OPINIONS Peace yes, denuclearization might be tricky


Peace yes, denuclearization might be tricky


07:05, May 03, 2018


(Photo: Screenshot of CGTN video)

A few days after promising an inter-Korean summit and before the closely anticipated Trump-Kim meeting, Chinese Foreign Minister Wang Yi is in Pyongyang for a two-day official visit, at the invitation of his DPRK counterpart Ri Yong Ho.

It is expected that both parties will seek more coordination between Beijing and Pyongyang ahead of the Trump-Kim meeting. China’s involvement in the peace process on Korean Peninsula is both natural and crucial, as Zhao Tong, research fellow at the Carnegie-Tsinghua Center for Global Policy states.

He points out, the DPRK has made noticeable efforts to deescalate the tensions on peninsula. After the bilateral summit between the ROK and DPRK concluded, it makes sense to involve more relevant parties and “broaden the process to multilateral meeting.” As the ROK President has reiterated, China has made great contribution to bring about the recent diplomatic process.

In the meantime, the efforts to replace the current armistice treaty with a permanent peace treaty should also include China. In 1953, it was signed by China and the DPRK on one side, and US and other United Nations on the other.

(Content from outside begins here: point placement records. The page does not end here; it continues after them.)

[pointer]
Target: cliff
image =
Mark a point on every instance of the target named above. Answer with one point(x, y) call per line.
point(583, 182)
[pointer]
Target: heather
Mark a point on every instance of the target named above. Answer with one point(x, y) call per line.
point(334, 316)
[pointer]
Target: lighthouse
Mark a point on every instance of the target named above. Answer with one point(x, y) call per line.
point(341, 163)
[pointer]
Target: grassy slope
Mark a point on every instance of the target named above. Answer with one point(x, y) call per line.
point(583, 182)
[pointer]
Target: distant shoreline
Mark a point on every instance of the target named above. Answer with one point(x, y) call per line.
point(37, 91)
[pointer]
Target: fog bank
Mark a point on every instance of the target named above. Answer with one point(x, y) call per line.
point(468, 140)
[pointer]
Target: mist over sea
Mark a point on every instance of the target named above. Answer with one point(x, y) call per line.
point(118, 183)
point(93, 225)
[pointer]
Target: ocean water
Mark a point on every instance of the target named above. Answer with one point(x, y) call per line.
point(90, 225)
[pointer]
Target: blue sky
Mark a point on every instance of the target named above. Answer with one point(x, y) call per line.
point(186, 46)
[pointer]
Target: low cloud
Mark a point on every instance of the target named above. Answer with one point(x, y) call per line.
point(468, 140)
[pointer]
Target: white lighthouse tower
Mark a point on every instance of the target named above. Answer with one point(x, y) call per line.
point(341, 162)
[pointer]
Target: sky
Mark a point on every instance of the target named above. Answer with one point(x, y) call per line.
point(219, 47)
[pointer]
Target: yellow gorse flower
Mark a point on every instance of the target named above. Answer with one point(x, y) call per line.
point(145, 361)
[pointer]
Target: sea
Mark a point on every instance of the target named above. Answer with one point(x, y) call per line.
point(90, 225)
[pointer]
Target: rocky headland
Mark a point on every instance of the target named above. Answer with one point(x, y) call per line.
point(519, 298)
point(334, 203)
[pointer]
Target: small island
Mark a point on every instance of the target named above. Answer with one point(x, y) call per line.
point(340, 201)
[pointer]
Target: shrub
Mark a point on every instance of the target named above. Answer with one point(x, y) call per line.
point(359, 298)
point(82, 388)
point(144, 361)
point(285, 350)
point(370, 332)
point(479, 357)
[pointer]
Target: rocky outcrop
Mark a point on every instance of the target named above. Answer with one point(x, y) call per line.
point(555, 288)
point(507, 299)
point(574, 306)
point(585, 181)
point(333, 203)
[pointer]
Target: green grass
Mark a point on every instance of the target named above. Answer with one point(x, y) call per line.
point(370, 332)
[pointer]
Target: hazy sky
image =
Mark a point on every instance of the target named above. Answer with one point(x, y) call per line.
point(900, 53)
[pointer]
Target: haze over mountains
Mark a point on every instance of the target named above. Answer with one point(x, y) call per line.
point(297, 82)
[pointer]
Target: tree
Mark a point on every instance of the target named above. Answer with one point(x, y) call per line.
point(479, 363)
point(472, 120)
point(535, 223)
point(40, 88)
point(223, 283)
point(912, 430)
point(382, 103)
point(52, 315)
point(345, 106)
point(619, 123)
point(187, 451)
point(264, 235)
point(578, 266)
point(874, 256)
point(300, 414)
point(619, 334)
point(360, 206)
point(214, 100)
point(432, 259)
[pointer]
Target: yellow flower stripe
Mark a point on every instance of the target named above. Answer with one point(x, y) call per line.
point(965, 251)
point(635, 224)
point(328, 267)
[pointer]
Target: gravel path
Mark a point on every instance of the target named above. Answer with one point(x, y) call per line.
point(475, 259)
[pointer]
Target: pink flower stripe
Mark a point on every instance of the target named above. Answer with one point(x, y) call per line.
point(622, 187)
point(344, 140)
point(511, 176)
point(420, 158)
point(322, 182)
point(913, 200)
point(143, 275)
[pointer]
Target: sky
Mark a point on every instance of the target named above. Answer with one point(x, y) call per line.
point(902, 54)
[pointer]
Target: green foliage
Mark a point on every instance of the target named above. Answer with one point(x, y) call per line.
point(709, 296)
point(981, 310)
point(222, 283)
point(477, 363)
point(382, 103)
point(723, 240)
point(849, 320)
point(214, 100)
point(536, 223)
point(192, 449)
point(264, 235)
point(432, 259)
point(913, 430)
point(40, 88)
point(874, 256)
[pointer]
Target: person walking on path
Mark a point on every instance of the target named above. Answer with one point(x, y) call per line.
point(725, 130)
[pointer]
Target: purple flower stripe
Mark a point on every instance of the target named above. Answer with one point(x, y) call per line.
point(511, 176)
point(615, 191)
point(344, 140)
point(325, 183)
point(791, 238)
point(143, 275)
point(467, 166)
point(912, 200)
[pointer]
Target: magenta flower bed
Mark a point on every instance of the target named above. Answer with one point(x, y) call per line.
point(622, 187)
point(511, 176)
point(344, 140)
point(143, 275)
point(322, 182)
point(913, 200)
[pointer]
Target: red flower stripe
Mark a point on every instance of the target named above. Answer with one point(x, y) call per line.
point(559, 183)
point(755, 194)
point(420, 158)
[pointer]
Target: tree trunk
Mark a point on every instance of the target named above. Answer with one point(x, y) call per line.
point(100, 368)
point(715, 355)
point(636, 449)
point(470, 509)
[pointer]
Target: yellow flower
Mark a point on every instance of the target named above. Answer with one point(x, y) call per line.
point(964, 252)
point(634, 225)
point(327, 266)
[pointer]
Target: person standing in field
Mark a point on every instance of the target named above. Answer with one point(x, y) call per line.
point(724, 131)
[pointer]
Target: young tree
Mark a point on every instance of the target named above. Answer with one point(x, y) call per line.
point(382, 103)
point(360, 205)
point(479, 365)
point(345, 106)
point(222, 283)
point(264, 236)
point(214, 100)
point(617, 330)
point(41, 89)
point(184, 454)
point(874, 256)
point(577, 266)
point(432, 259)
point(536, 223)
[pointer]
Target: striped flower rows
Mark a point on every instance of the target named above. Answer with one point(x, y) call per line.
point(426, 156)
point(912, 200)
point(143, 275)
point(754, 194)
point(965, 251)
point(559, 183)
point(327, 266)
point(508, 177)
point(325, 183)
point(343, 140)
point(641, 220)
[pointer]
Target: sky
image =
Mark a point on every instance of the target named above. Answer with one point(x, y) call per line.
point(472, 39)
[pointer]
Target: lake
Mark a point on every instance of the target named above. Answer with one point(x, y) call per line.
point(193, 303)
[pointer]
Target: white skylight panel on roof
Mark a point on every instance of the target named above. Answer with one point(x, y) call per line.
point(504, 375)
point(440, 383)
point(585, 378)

Thus it is reasonable that China is interested in what the future security structure on Peninsula would look like.

But regarding the concrete measures for a nuclear-free Korean Peninsula, Zhao holds a more cautious view. “My personal assessment is that North Korea has a strong interest to keep the core nuclear capabilities it has already acquired.”

As Sun Xinjie , the Deputy Dean at School of International and Public Affairs, wrote on the Financial Times, for the DPRK, denuclearization is a future vision, not an immediate action demanded by the United States. Although the DPRK has announced to suspend nuclear tests, Kim’s promise of “never using nuclear weapons” is based on the premise that there is no nuclear “threat or provocation” to the country. The deep distrust between the two countries and the major differences the two leaders have on denuclearization will certainly cast a shadow on the peace and denuclearization process in the future.

In this regard, Zhao thinks that the role of China is particular important. “Big powers like China and US should start coordination right now,” he added. The trust mechanism between Pyongyang and Washington is a bumpy process and China’s role is indispensable.